The locally grown food movement now has strong roots in the Columbus dining scene, something that's important for the consumer, farmer and restaurateur.

The locally grown food movement now has strong roots in the Columbus dining scene, something that's important for the consumer, farmer and restaurateur.

Supporters say they like to keep their dollars in the region, establish personal relationships with growers and reduce the environmental impact when foods are transported from faraway places.

Oh, yeah, and the food tastes good.

While the relationship between farmer and consumer is improving, it's far from perfect.

Northstar Café, founded in 2004, was one of the early pioneers of the local slow-food society. Kevin Malhame, who opened the restaurant with his wife, Katy, said they've been working hard to establish relationships with as many local growers as possible.

The couple, who now own three Northstars and Third and Hollywood, maintains dozens of relationships with local farmers, getting turkey from Bowman Landes farm in New Carlisle and eggs from Green Field Farms in New Fredericksburg. Malhame estimates that roughly 25 percent of his ingredients come from Ohio soil – a high number, comparatively speaking, he said.

However, while procuring regional goods has "always been a very high priority," it's not the only consideration, he said.

"We're more concerned with how food is being produced than where it's being produced," he said.

Yet, it's not always easy for independent businesses to establish and maintain those connections, Malhame said.

"When you're working with a lot of different purveyors, (rather) than when you're working with one, it is challenging," he said.

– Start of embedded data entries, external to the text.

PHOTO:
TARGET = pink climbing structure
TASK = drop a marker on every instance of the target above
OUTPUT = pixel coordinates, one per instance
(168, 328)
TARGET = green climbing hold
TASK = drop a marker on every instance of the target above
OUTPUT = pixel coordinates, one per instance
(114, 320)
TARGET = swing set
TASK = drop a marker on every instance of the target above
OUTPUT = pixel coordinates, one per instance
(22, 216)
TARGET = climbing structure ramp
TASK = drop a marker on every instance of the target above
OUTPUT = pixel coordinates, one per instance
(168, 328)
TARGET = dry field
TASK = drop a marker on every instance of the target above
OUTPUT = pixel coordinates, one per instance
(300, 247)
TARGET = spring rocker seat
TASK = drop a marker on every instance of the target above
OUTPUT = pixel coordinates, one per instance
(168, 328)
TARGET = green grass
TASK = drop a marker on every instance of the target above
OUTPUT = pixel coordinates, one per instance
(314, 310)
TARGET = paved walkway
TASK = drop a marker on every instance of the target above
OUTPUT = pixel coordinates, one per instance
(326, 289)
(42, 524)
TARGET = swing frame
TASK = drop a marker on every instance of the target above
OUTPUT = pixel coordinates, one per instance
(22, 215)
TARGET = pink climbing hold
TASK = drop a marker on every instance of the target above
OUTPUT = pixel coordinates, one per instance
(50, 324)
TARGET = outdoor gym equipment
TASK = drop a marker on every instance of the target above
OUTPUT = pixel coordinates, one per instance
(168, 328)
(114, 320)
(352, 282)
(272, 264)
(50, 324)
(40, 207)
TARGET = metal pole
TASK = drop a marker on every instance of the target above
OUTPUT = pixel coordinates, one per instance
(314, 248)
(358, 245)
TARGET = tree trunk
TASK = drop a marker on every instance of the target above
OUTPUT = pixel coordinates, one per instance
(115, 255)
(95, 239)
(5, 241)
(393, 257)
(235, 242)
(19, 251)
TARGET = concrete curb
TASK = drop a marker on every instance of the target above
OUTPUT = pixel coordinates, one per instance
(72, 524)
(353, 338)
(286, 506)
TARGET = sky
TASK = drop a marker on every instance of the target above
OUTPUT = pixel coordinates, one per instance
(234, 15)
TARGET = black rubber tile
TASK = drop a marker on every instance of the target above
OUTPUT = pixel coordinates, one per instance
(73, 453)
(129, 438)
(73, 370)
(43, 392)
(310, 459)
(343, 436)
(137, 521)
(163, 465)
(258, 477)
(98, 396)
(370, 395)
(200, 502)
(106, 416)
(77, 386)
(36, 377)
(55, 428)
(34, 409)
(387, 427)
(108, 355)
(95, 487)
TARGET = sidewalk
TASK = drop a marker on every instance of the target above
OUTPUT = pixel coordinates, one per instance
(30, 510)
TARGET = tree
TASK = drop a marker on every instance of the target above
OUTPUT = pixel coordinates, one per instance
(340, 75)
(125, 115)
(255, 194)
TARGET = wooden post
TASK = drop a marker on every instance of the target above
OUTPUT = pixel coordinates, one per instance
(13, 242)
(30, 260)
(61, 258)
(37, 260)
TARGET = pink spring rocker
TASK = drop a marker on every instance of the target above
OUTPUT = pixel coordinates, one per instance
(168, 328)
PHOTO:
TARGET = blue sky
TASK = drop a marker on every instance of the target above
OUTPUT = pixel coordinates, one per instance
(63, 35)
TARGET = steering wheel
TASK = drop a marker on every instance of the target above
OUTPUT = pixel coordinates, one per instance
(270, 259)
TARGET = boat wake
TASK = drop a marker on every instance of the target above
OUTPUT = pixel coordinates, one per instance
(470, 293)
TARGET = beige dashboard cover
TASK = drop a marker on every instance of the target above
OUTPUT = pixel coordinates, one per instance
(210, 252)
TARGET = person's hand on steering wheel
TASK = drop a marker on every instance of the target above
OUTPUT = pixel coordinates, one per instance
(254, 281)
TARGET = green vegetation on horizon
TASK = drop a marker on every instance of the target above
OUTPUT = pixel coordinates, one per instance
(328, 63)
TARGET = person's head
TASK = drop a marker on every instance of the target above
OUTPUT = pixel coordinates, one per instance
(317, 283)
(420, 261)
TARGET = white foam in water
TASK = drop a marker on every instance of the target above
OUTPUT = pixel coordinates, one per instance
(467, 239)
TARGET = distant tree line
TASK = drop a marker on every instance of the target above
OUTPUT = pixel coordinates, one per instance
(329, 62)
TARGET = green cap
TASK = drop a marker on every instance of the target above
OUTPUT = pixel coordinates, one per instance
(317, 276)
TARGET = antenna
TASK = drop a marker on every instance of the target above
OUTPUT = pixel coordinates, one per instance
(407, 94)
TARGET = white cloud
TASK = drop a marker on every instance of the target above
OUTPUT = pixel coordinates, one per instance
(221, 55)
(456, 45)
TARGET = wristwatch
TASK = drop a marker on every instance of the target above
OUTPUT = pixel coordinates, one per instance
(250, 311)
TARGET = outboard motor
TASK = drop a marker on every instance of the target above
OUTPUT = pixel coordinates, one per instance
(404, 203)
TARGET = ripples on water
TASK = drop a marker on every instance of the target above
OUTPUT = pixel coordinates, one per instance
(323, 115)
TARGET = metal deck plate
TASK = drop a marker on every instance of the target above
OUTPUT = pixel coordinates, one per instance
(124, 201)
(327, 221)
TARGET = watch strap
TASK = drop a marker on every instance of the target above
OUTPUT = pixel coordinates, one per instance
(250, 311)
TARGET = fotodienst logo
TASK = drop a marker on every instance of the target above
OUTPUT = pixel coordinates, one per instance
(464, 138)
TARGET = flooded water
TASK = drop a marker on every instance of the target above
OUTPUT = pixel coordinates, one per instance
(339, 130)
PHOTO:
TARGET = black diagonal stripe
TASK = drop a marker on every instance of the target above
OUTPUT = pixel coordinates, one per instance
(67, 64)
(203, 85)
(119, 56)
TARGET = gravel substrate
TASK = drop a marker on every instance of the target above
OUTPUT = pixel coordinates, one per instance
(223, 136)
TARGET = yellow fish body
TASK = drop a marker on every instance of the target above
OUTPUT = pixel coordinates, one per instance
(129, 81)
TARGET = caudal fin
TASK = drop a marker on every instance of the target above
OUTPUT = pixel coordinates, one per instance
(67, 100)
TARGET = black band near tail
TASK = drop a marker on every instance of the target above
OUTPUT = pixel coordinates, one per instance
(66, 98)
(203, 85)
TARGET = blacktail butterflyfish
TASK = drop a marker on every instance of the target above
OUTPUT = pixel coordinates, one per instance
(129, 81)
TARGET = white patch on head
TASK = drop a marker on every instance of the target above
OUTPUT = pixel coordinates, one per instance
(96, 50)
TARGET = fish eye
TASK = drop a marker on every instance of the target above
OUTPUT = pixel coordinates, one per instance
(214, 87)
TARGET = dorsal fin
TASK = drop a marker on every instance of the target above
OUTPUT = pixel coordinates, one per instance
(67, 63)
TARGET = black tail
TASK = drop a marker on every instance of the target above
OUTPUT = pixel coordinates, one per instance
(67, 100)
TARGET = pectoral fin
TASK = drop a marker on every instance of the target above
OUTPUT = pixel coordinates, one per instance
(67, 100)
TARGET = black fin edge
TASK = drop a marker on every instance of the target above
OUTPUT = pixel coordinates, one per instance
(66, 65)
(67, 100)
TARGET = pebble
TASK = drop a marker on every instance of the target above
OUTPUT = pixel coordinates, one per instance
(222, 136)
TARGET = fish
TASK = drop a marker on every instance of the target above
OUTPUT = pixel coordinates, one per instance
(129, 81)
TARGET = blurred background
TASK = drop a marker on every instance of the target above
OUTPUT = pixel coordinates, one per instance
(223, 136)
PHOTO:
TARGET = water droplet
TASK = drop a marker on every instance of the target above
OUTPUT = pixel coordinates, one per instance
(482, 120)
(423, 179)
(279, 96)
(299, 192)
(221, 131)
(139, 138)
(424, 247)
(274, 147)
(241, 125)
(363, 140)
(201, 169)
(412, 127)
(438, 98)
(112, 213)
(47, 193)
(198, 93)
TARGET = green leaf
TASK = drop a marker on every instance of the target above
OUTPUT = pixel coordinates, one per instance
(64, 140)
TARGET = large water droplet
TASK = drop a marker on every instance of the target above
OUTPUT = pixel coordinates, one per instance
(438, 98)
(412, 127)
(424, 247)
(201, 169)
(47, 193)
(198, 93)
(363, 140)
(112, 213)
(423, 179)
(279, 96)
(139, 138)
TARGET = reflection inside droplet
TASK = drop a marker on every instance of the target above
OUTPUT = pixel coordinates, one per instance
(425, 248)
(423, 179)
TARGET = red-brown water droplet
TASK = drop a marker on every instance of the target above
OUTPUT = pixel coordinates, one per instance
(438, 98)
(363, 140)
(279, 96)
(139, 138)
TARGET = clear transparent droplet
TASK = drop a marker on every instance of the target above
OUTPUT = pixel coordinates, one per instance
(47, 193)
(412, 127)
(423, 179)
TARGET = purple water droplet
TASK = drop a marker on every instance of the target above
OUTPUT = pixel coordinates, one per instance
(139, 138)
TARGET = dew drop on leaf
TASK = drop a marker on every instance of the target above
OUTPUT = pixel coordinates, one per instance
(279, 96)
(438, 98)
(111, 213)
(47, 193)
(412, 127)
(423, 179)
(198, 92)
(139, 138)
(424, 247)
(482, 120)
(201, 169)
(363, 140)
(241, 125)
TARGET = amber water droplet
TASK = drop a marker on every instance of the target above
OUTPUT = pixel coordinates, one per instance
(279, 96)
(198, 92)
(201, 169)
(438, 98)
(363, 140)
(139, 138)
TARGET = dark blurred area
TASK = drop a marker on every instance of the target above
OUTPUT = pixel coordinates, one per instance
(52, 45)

Sometimes the products, understandably, just aren't available locally.

"We like to serve organic juice and we love to cook with olive oil and those are not Ohio agricultural products," Malhame said.

Several more organizations have formed to strengthen the relationships between farmers and the public. One is Local Matters, a nonprofit organization in downtown Columbus that focuses on education, access and engagement in the local food realm.

Michael Jones, executive director and co-founder of the organization, said community-supported agriculture, also known as a CSA, is an effective way of getting fresh food in the hands of local consumers. A CSA, in essence, is a direct-sales mechanism between farms and customers, who pay in advance and get a certain amount of produce every week.

"Certainly, one of the issues we all are working on right now is how do we increase the supply of local food?" said Jones, who also owns the Green Grocer in the North Market. "As the amount of local food increases, we're hoping other parts of the distribution system get better as a reflection of that."

Farmers markets are another important step in introducing independent growers to an important customer base. The Clintonville Farmers Market, for example, started in 2003 with six vendors and ran for six weeks. At the end of last year, the market had 76 producers over the season – about 50 spots open per day - and ran for 28 weeks.

"The Clintonville area community is a good match for a farmers market, market manager Laura Zimmerman said. "There's a lot of interest in local food a lot of support for local food."

Part of its success, Zimmerman said, has been programming, including education and special activities, and bringing in personalities, such as chefs, to the market.

"This year we will offer taste education again, putting customers in touch with heritage foods and endangered foods that are native to Ohio.
"We really are about making connections," she said. "You can find local food at local places but it's only at local places can you meet the farmers who grow your food."